- Directed by: Esben Storm
- Written by: Esben Storm
- Produced by: Haydn Keenan
- Starring: Robert McDarra
- Cinematography: Michael Edols
- Edited by: Richard Moir
- Music by: Winsome Evans
- Production company: Street Smart Films
- Distributed by: Sharmill Films
- Release date: 5 June 1974;
- Running time: 86 min.
- Country: Australia
- Language: English
- Budget: A$36,000

= 27A =

1974 film

27A is a 1974 Australian drama film directed by Esben Storm. At the AFI Awards it won in the Best Actor (Robert McDarra) and Best Fiction (Haydn Keenan) categories.

==Plot==
Bill McDonald is a middle aged alcoholic who is sentenced to six weeks in prison for a minor offence. He volunteers for psychiatric treatment and is committed to a hospital for the criminally insane supposedly only for the duration of his prison sentence. However under section 27A of Queensland's Mental Health Act he can be held there until hospital authorities declare him eligible for release.

Bill clashes with a nurse, Cornish, and is detained in the hospital because of his attitude. He attempts three times to escape. Eventually he is released after a journalist publicises his case.

==Cast==
- Robert McDarra as Bill
- Bill Hunter as Cornish
- Graham Corry as Peter Newman
- Richard Moir as Richard
- James Kemp as Slats
- Kris Olsen as Gloria
- Brian Doyle as Lynch
- Richard Creaser as Jeremy
- Michael Norton as Mark
- Haydn Keenan as Jeffrey
- Gary McFeeter as Samuel
- Tom Farley as Vic
- Jim Doherty as suicide
- Peter Gailey as co-escapee
- Karl Florsheim as German patient
- Race Gailey as office boy
- Bob Maza as Darkie's mate
- Zac Martin as Ernie
- Kevin Healey as old acquaintance
- Betty Dyson as alcoholic
- Beth Brookes as singer
- Brett Maxwell as young boy in warehouse
- Pauline Fozall as pianist
- Robert Ewing as public servant
- Max Osbiston as Frederick Parsons

==Production==
Esben Storm and producer Haydn Keenan had made a number of successful short films and wanted to move into features.

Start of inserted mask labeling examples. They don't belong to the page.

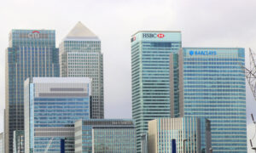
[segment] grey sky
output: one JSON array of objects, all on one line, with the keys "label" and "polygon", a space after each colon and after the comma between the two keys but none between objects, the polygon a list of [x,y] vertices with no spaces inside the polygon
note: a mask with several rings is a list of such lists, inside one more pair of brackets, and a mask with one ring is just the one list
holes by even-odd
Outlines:
[{"label": "grey sky", "polygon": [[[177,30],[182,31],[183,47],[242,47],[247,52],[250,47],[256,51],[255,8],[255,0],[1,0],[0,132],[4,52],[11,29],[55,29],[58,47],[73,26],[82,21],[102,43],[106,117],[131,118],[133,33]],[[256,102],[247,89],[250,114],[256,112]]]}]

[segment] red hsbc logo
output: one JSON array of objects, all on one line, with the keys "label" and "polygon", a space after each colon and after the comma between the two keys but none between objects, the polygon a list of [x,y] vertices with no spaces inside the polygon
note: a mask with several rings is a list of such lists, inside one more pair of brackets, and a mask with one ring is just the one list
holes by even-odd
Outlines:
[{"label": "red hsbc logo", "polygon": [[38,31],[34,31],[32,33],[40,33]]},{"label": "red hsbc logo", "polygon": [[160,34],[157,35],[157,37],[159,37],[159,38],[163,38],[163,37],[165,37],[165,35],[160,33]]}]

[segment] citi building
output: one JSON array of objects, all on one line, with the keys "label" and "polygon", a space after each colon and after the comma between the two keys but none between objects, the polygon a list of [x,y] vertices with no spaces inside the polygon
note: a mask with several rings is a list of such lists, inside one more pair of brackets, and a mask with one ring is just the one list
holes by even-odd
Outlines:
[{"label": "citi building", "polygon": [[24,81],[59,76],[58,49],[53,30],[12,30],[5,63],[5,152],[13,152],[13,134],[24,130]]},{"label": "citi building", "polygon": [[171,116],[169,55],[181,48],[181,32],[142,31],[131,42],[132,118],[137,150],[141,152],[141,135],[148,132],[148,122]]}]

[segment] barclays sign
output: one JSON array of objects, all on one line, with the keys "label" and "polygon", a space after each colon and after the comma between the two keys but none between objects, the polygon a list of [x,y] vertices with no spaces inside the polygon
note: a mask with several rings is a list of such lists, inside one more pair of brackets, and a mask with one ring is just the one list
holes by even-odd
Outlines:
[{"label": "barclays sign", "polygon": [[212,50],[190,50],[189,54],[192,55],[216,55],[217,52]]}]

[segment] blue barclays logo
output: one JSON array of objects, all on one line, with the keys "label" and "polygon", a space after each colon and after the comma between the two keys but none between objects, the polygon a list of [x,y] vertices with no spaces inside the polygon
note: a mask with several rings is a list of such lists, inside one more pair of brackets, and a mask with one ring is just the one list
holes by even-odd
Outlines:
[{"label": "blue barclays logo", "polygon": [[189,51],[190,56],[192,55],[216,55],[216,51],[210,51],[210,50],[190,50]]}]

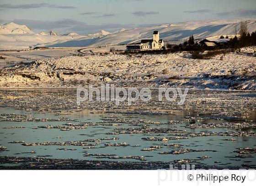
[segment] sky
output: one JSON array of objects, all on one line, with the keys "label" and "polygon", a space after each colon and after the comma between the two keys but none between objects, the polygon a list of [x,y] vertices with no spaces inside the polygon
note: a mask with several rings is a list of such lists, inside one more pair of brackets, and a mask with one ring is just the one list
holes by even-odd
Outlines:
[{"label": "sky", "polygon": [[1,24],[12,21],[36,32],[53,30],[62,34],[254,18],[256,0],[0,0]]}]

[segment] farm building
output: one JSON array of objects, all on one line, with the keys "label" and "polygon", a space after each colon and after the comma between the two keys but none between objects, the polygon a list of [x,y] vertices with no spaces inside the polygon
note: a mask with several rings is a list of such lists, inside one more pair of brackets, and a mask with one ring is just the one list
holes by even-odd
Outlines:
[{"label": "farm building", "polygon": [[199,42],[201,44],[204,44],[208,47],[214,47],[226,45],[229,41],[229,39],[219,39],[213,37],[205,38]]}]

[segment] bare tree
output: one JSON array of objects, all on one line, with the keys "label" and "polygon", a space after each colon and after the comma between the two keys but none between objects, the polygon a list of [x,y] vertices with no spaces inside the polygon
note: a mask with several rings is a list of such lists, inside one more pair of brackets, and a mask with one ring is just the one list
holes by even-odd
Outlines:
[{"label": "bare tree", "polygon": [[247,21],[241,21],[240,22],[240,30],[239,31],[239,34],[242,36],[246,34],[247,32]]},{"label": "bare tree", "polygon": [[237,35],[237,22],[235,20],[235,36]]}]

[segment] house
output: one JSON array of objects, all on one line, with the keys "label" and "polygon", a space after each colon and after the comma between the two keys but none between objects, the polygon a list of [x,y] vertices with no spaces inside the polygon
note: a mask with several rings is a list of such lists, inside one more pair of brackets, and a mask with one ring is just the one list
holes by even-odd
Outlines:
[{"label": "house", "polygon": [[141,40],[139,43],[134,43],[126,46],[128,50],[159,50],[164,46],[164,40],[159,39],[159,31],[154,31],[152,39]]},{"label": "house", "polygon": [[48,49],[48,47],[36,47],[34,48],[34,50],[40,50],[41,49]]},{"label": "house", "polygon": [[205,45],[209,47],[221,46],[228,44],[229,39],[220,39],[213,37],[205,38],[199,42],[201,44]]}]

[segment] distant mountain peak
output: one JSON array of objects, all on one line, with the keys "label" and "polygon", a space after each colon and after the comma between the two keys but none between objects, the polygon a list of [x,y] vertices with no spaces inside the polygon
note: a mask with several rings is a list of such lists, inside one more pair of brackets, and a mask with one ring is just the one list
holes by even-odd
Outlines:
[{"label": "distant mountain peak", "polygon": [[27,26],[19,25],[13,22],[0,25],[0,34],[34,34],[34,32]]},{"label": "distant mountain peak", "polygon": [[54,32],[53,31],[50,31],[49,32],[48,32],[48,33],[49,34],[49,35],[57,36],[57,33],[55,32]]}]

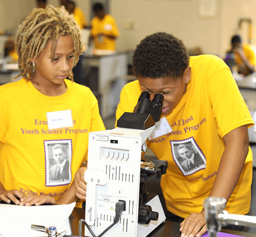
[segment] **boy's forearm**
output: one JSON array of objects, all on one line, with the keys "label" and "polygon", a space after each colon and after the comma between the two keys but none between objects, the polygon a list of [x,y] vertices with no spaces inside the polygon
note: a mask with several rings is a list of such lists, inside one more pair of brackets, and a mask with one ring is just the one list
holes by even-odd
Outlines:
[{"label": "boy's forearm", "polygon": [[76,202],[78,198],[75,195],[75,186],[74,182],[65,192],[60,197],[57,203],[58,204],[69,204]]}]

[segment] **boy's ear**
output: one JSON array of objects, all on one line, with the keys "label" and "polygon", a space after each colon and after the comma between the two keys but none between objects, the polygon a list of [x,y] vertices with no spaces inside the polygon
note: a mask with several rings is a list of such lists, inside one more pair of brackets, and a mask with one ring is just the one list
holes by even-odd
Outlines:
[{"label": "boy's ear", "polygon": [[183,82],[185,84],[188,84],[191,79],[191,67],[188,66],[185,69],[183,74]]}]

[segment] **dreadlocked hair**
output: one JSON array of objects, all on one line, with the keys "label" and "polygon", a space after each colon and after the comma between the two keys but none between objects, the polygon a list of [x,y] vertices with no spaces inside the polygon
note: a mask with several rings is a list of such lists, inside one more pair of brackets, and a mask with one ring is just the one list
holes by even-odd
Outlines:
[{"label": "dreadlocked hair", "polygon": [[137,45],[133,57],[136,77],[157,79],[182,76],[189,56],[182,40],[171,34],[158,32],[146,36]]},{"label": "dreadlocked hair", "polygon": [[[14,41],[18,56],[20,74],[27,80],[33,78],[34,67],[31,60],[37,58],[49,40],[52,41],[51,58],[53,60],[59,37],[70,35],[74,44],[75,66],[82,52],[81,35],[78,25],[64,6],[49,5],[45,9],[37,8],[19,26]],[[69,78],[73,80],[71,70]]]}]

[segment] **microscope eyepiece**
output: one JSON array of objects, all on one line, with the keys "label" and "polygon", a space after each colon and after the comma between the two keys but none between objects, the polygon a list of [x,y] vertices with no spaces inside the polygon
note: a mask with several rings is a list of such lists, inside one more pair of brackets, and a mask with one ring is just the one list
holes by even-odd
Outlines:
[{"label": "microscope eyepiece", "polygon": [[159,121],[162,114],[162,107],[164,97],[161,94],[156,94],[149,108],[149,113],[155,122]]}]

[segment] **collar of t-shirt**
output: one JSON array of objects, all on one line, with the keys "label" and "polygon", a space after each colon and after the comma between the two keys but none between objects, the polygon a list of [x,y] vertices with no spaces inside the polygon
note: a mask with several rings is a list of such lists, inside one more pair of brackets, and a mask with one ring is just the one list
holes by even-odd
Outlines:
[{"label": "collar of t-shirt", "polygon": [[192,156],[191,156],[191,158],[190,158],[188,161],[189,161],[191,164],[194,165],[194,158],[195,158],[195,154],[192,154]]}]

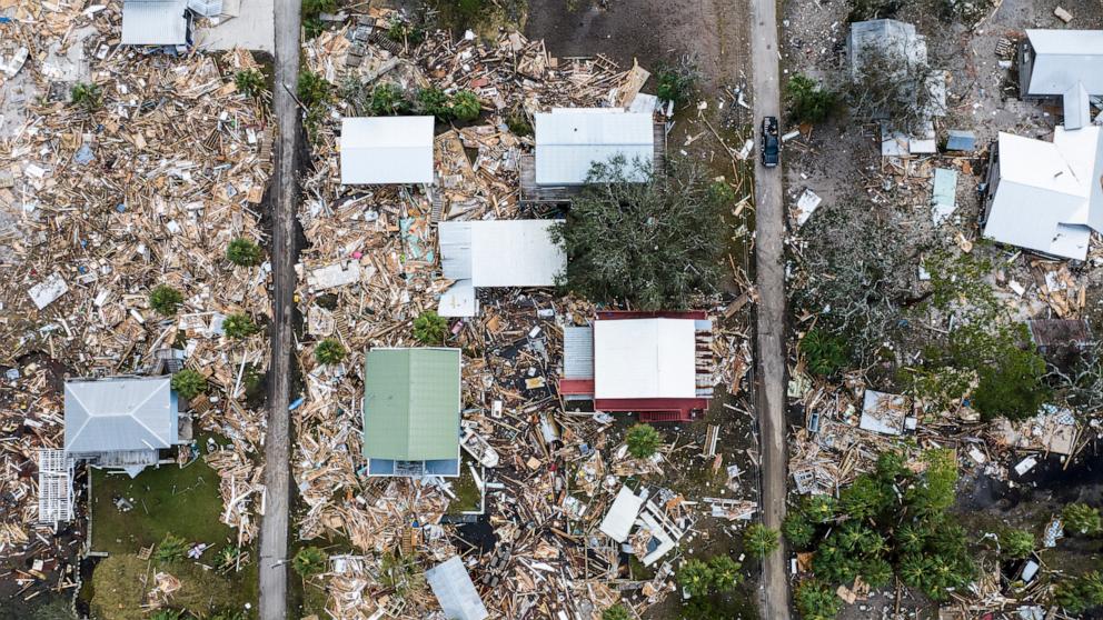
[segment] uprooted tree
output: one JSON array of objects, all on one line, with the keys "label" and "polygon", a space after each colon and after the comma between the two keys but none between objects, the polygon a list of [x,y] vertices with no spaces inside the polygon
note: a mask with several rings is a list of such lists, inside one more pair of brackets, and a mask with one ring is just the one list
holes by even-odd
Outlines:
[{"label": "uprooted tree", "polygon": [[668,161],[665,174],[624,157],[595,163],[566,222],[552,228],[568,257],[558,284],[643,310],[690,306],[723,270],[723,196],[689,160]]}]

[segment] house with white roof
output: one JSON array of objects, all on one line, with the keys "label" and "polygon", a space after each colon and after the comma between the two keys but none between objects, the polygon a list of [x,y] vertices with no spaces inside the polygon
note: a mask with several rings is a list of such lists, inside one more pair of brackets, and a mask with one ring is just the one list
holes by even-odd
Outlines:
[{"label": "house with white roof", "polygon": [[456,282],[440,297],[441,317],[478,314],[476,289],[552,287],[567,267],[552,238],[555,220],[446,221],[438,226],[440,264]]},{"label": "house with white roof", "polygon": [[1065,129],[1091,123],[1090,96],[1103,96],[1103,30],[1027,30],[1018,46],[1023,99],[1062,98]]},{"label": "house with white roof", "polygon": [[1084,260],[1103,233],[1103,128],[1057,127],[1052,142],[1000,133],[982,223],[1001,243]]},{"label": "house with white roof", "polygon": [[190,440],[190,424],[181,433],[179,398],[168,376],[71,379],[64,417],[67,458],[131,477],[156,466],[161,450]]},{"label": "house with white roof", "polygon": [[644,421],[689,421],[713,396],[712,321],[705,312],[598,312],[564,328],[565,400]]},{"label": "house with white roof", "polygon": [[431,183],[433,128],[433,117],[341,119],[341,184]]}]

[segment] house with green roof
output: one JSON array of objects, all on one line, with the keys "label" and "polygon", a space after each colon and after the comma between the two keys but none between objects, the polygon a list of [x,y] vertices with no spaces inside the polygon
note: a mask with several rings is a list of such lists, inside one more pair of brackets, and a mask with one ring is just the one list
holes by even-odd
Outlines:
[{"label": "house with green roof", "polygon": [[371,349],[364,367],[368,476],[459,476],[459,349]]}]

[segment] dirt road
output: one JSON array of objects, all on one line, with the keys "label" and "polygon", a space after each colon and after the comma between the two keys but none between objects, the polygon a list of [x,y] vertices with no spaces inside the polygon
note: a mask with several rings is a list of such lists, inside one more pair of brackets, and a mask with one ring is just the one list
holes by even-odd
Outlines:
[{"label": "dirt road", "polygon": [[[781,112],[777,68],[776,0],[752,0],[751,64],[754,76],[755,120]],[[785,518],[785,209],[782,171],[755,167],[755,266],[758,308],[758,350],[755,378],[756,409],[762,438],[762,519],[774,529]],[[763,562],[762,618],[786,620],[789,591],[785,550],[774,551]]]},{"label": "dirt road", "polygon": [[290,511],[290,424],[288,401],[292,354],[291,316],[295,293],[295,214],[299,71],[299,0],[276,1],[276,86],[272,93],[279,128],[272,184],[272,280],[275,282],[272,356],[269,369],[268,432],[265,441],[265,484],[268,494],[260,523],[260,618],[282,620],[287,613],[287,527]]}]

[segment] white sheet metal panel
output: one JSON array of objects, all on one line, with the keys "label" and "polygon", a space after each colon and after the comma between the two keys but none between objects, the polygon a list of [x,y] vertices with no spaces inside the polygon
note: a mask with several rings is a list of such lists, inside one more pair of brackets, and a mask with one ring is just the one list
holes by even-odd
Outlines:
[{"label": "white sheet metal panel", "polygon": [[480,220],[469,223],[471,282],[477,288],[550,287],[567,267],[563,246],[553,242],[549,232],[555,220]]},{"label": "white sheet metal panel", "polygon": [[1029,94],[1064,94],[1083,82],[1103,94],[1103,30],[1026,30],[1034,48]]},{"label": "white sheet metal panel", "polygon": [[639,516],[639,509],[643,506],[644,498],[633,493],[628,487],[620,487],[616,499],[613,500],[613,506],[605,513],[605,518],[602,519],[602,524],[598,526],[598,529],[602,530],[602,533],[617,542],[628,540],[632,526],[636,522],[636,517]]},{"label": "white sheet metal panel", "polygon": [[1091,230],[1103,232],[1103,129],[1057,127],[1053,142],[1001,133],[998,164],[984,236],[1084,260]]},{"label": "white sheet metal panel", "polygon": [[433,182],[433,117],[341,119],[341,184]]},{"label": "white sheet metal panel", "polygon": [[[594,162],[618,154],[629,162],[639,160],[648,170],[654,162],[654,120],[649,113],[577,108],[537,113],[535,118],[537,184],[583,184]],[[629,171],[630,180],[647,180],[635,167]]]},{"label": "white sheet metal panel", "polygon": [[186,46],[188,0],[126,0],[122,3],[123,46]]},{"label": "white sheet metal panel", "polygon": [[68,381],[66,451],[153,450],[177,440],[171,379]]},{"label": "white sheet metal panel", "polygon": [[459,556],[453,556],[425,571],[425,580],[429,582],[445,617],[455,620],[484,620],[490,617]]},{"label": "white sheet metal panel", "polygon": [[563,328],[563,378],[594,378],[594,327]]},{"label": "white sheet metal panel", "polygon": [[696,398],[693,319],[594,322],[594,398]]}]

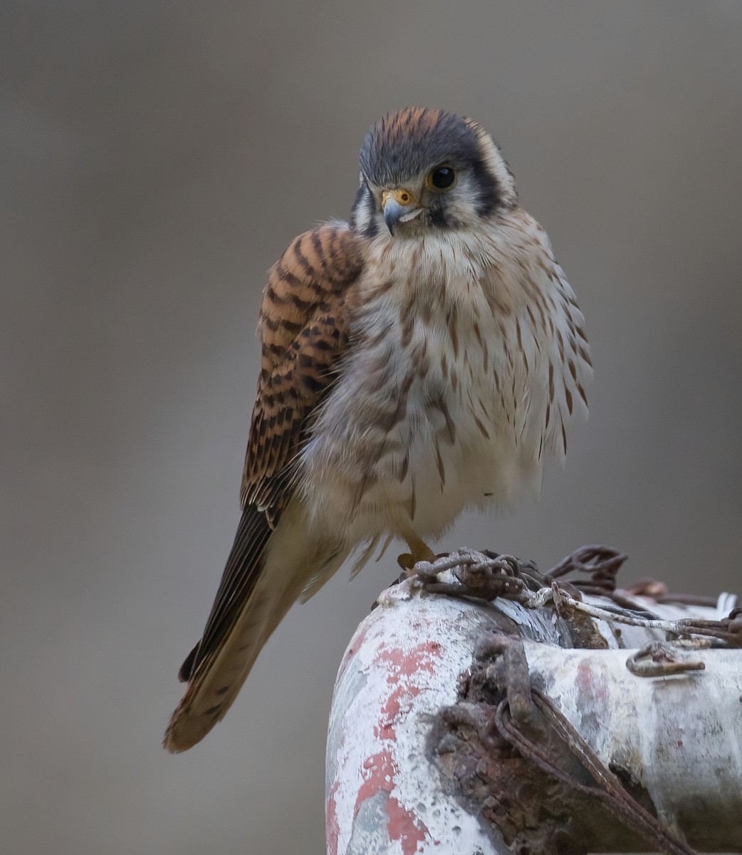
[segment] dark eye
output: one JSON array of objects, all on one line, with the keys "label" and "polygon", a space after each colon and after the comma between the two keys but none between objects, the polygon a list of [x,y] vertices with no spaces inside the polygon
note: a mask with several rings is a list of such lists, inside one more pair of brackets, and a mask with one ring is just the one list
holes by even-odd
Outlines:
[{"label": "dark eye", "polygon": [[436,167],[430,174],[430,183],[439,190],[450,187],[456,178],[456,173],[450,166]]}]

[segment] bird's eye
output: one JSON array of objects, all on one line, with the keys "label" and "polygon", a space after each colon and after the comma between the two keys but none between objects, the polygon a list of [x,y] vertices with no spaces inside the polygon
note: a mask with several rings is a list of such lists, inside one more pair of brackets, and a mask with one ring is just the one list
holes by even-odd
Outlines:
[{"label": "bird's eye", "polygon": [[438,190],[450,187],[455,178],[456,173],[450,166],[437,166],[428,176],[431,185]]}]

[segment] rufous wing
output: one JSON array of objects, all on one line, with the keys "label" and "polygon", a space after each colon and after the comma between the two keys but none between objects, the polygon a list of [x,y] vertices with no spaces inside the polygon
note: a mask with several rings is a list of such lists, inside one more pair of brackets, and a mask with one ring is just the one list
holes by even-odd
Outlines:
[{"label": "rufous wing", "polygon": [[362,266],[362,240],[344,223],[328,223],[297,238],[269,272],[243,516],[203,635],[180,669],[188,687],[165,734],[168,751],[191,747],[223,718],[282,616],[276,610],[291,605],[270,595],[264,553],[294,492],[313,414],[341,368],[346,298]]}]

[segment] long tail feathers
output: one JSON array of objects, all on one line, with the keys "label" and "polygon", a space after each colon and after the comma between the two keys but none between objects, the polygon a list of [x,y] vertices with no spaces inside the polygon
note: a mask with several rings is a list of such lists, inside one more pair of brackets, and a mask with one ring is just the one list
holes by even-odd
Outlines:
[{"label": "long tail feathers", "polygon": [[346,557],[337,545],[313,541],[304,521],[290,510],[271,531],[262,512],[245,509],[203,637],[180,669],[188,687],[163,747],[173,753],[191,748],[227,715],[258,653],[308,583],[314,593]]}]

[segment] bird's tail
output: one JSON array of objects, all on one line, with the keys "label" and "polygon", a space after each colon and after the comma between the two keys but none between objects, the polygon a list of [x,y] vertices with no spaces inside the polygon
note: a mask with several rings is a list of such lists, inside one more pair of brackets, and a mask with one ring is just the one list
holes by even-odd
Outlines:
[{"label": "bird's tail", "polygon": [[[248,523],[250,531],[241,535],[243,517],[203,638],[180,670],[188,687],[162,742],[173,753],[196,745],[227,715],[263,646],[307,584],[318,575],[329,579],[346,557],[344,550],[300,542],[296,532],[301,528],[286,516],[272,533]],[[233,560],[246,540],[256,544],[260,554],[252,548],[247,555],[243,547],[242,558]],[[245,566],[230,580],[230,566],[239,569],[241,562]]]}]

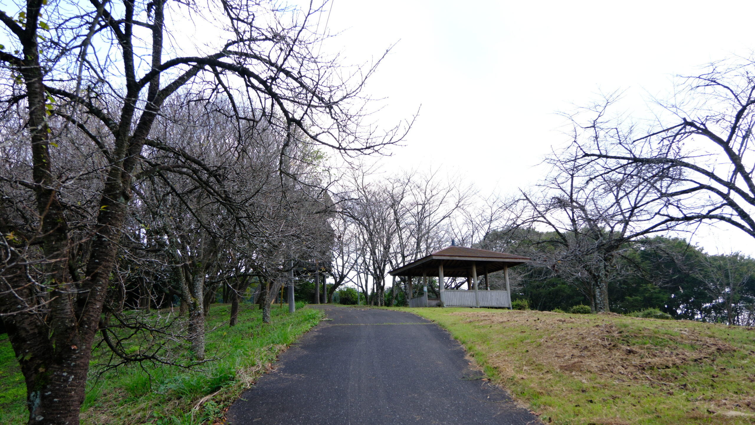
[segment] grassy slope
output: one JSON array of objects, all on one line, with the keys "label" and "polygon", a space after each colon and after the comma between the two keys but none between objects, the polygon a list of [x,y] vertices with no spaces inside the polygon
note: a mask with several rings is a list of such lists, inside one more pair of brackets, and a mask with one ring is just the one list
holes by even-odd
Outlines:
[{"label": "grassy slope", "polygon": [[437,322],[545,423],[755,423],[755,329],[488,309]]},{"label": "grassy slope", "polygon": [[[301,307],[300,304],[297,307]],[[88,383],[82,423],[201,423],[217,417],[254,380],[272,367],[277,355],[316,325],[322,312],[273,309],[273,323],[263,325],[259,310],[244,306],[238,324],[227,322],[230,306],[213,305],[208,317],[207,355],[217,359],[200,371],[137,365],[108,372],[96,385]],[[8,341],[0,339],[0,423],[26,423],[23,378]],[[102,353],[94,353],[94,356]],[[199,409],[192,407],[214,394]]]}]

The script was developed by Storm in association with interviews he conducted in 1972 with Robert Somerville, a man who had been forcibly detained in a Queensland hospital in the late 1960s. By the time the film was made, however, section 27A had been repealed. Cecil Holmes worked as script editor. Storm:
The main influence on the style of the film was that we knew we wouldn't be able to raise a lot of money... If we wanted to make a feature film, we'd have to make it cheap. There was a style at that time, sort of pseudo-documentary, with a lot of hand-held camera work - Cullodden, Cathy Come Home and Poor Cow, that English, Ken Loach, Peter Watkins realism. I was drawn to the subject in the newspapers and then went off to investigate and research it. I felt that it would suit that style... A basic theme... is that of someone trying to break out, someone feeling trapped within themselves, trapped within the system. That probably drew me to it. Then when I went to research it, I found a broader tapestry.
Robert McDarra, who played the lead, was himself an alcoholic. Bill Hunter was cast in his first feature film role. $23,000 of the budget was raised from a syndicate of 18 businessmen, with $13,000 coming from a grant from the Australian Film Television Radio School.

The film was shot on 16mm starting 28 February 1973 at Christian Brothers psychiatric hospital near Sydney.

==Release==
The film premiered at the Sydney Film Festival and achieved a limited release. It never recovered its costs, however it screened at a number of festivals and was critically acclaimed.

The film won the AFI Award for Best Film. Robert McDarra won the AFI Award for his performance.